Lettres de Maurice Silvy, architecte

Lettres de Maurice Silvy, architecte

Dans le 1er contenu de Dropbox, il y avait des lettres d’amis. Dans celles de Maurice Silvy, j’ai 2 pages à l’écriture bleu turquoise qui ne semblent pas aller avec le reste.
Si on peut recomposer une 4ème lettre, on peut la placer ici.
Sinon, pourquoi ne pas remplir cet espace avec un texte présentant Maurive Silvy ?

Poème posthume, Tanguy Paschal, jeune ami

Quand les pinceaux furent posés
Quand les voyages furent achevés
Quand la pipe eut laissé refroidir son miel
La grande maison cessa de craquer
Et la nuit enveloppa Zer

Ce n’était pas une nuit noire

C’était une nuit piquée d’étoiles
Dans les bleus ondoyants d’un ciel de Provence

Une nuit vibrante d’insectes
Et de points posés sur la lanterne de l’oeil

Elle avait ses lignes et ses plans
Creusant comme un corail
Les galeries de l’espace

Une nuit fausse
Et qui paraissait vraie
Dans ses feux d’artifice

Une nuit s‘échappant en lavis
Pleine d’effluves de térébenthine
Vers l’éther

Poème posthume son neveu Erick Jonquière

tu es celui de peu
la nuit n’a plus qu’un dos
non dit de grand chemin
ma gloriette de mots
ceux là qui vont par deux
comme un premier dimanche
et nos baisers qui poussent

regarde ici ce bleu
que tu recouvres encore
d’une écume cent fois
la toile sur la planche
qui protège du bord
ma pelote du froid

je suis celui de peu
qui garde au fond des yeux
tes voiles et tes bateaux
dans l’atelier furieux
à ce bon bout de temps
gloriette de pinceaux
ceux là qui vont par deux

comme un dernier dimanche
et nos baisers qui toussent

tu es ce cœur battu
qui assemble les arbres
une petite laine à la mèche du vent
celui d’un rien venu
mais à hauteur d’enfant
qu’on regarde debout
comme ce bois d’antan

je suis celui de peu
la nuit n’a plus qu’un dos

Mot posthume, sa nièce Mathilde Jonquière mosaïste

Oncle Zer,

Je me souviens,  lorsque j’étais petite tu m’as offert une de tes aquarelles à Domont, un bateau qui ressemblait à ceux de papa qui l’emmenait si loin lors de ses voyages.

Extrêmement  touchée, parce que je n’étais qu’une enfant, je scrutais ce bateau dans ses moindres détails, tes coups de crayons, tes touches de pinceaux à l’aquarelle, les transparences et à force de les regarder je me suis jurée qu’un jour je dessinerai comme toi.

Merci de m’avoir guidée et accompagnée dans mes études artistiques.

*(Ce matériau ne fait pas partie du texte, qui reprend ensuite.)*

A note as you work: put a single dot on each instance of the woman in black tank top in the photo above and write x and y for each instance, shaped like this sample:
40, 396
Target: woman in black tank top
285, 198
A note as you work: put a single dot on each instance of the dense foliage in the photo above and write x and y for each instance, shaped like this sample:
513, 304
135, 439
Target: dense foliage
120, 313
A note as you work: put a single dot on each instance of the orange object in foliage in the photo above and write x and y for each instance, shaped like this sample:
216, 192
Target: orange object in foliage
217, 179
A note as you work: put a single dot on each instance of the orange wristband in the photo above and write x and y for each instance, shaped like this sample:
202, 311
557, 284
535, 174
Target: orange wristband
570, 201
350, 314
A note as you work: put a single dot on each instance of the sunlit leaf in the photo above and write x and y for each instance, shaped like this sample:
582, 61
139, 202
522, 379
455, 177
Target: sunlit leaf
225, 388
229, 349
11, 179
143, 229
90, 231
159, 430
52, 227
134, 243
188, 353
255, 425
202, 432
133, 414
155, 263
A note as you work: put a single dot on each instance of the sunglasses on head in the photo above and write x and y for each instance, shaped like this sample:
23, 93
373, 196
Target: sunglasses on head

C’est grâce à toi mon entrée à l’Académie Charpentier puis mon intégration à l’Ecole Camondo où j’ai reçu grâce à tes amis professeurs une formation artistique si ardente, si dense et si pleine qui me suit encore aujourd’hui.

Tu me citais souvent l’admiration de tes maîtres comme Vermeer, Corot, Boudin, Monet, Pissaro, Signac, Dufy, De Staël (dernière exposition que nous avons faite ensemble au Havre au Musée Malraux lors des 80 ans de papa).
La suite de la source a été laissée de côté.